Vrouwen zijn minder geneigd om opnieuw deel te nemen aan het bevolkingsonderzoek borstkanker na een fout-positieve mammografie, vooral als er sprake is van een fout-positieve uitslag bij 2 opeenvolgende screeningsmammografieën of wanneer ‘short-interval follow-up’ of een biopsie werd aanbevolen.

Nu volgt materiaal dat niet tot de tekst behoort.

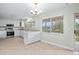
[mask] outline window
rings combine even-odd
[[[63,16],[52,17],[42,21],[43,32],[63,33]]]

In deze cohortstudie werd de associatie onderzocht tussen de uitslag van een screeningsmammografie (terecht-negatief of fout-positief) en de waarschijnlijkheid van deelname aan de volgende screeningsronde. Het onderzoek werd uitgevoerd in 177 Amerikaanse centra en betrof 3.529.825 mammografieën (waarvan 3.184.482 terecht-negatief en 345.343 fout-positief) uitgevoerd tussen 2005 en 2017 bij 1.053.672 vrouwen van 40 tot 73 jaar zonder een diagnose borstkanker. Fout-positieve resultaten werden verder onderverdeeld in: aanbeveling voor aanvullende beeldvorming, short-interval follow-up of biopsie.
Vrouwen namen vaker opnieuw deel aan screening na een terecht-negatief resultaat (76,9%; 95%-BI 75,1-78,6) dan na een fout-positieve aanbeveling voor alleen aanvullende beeldvorming (aangepast absoluut verschil -1,9 procentpunten; BI -3,1 tot -0,7), short-interval follow-up (-15,9 procentpunten; BI -19,7 tot -12,0) of biopsie (-10,0 procentpunten; BI, -14,2 tot -5,9). Aziatische en Latijns-Amerikaanse vrouwen lieten de grootste afname zien in de kans om opnieuw deel te nemen aan screening na een fout-positieve uitslag met een aanbeveling voor short-interval follow-up (-20 tot -25 procentpunten) of biopsie (-13 tot -14 procentpunten) in vergelijking met een terecht-negatieve uitslag. Bij vrouwen die 2 screeningsmammografieën ondergingen binnen 5 jaar, was een fout-positieve uitslag bij de tweede geassocieerd met een lagere kans op deelname aan een derde, ongeacht de uitslag van de eerste screening.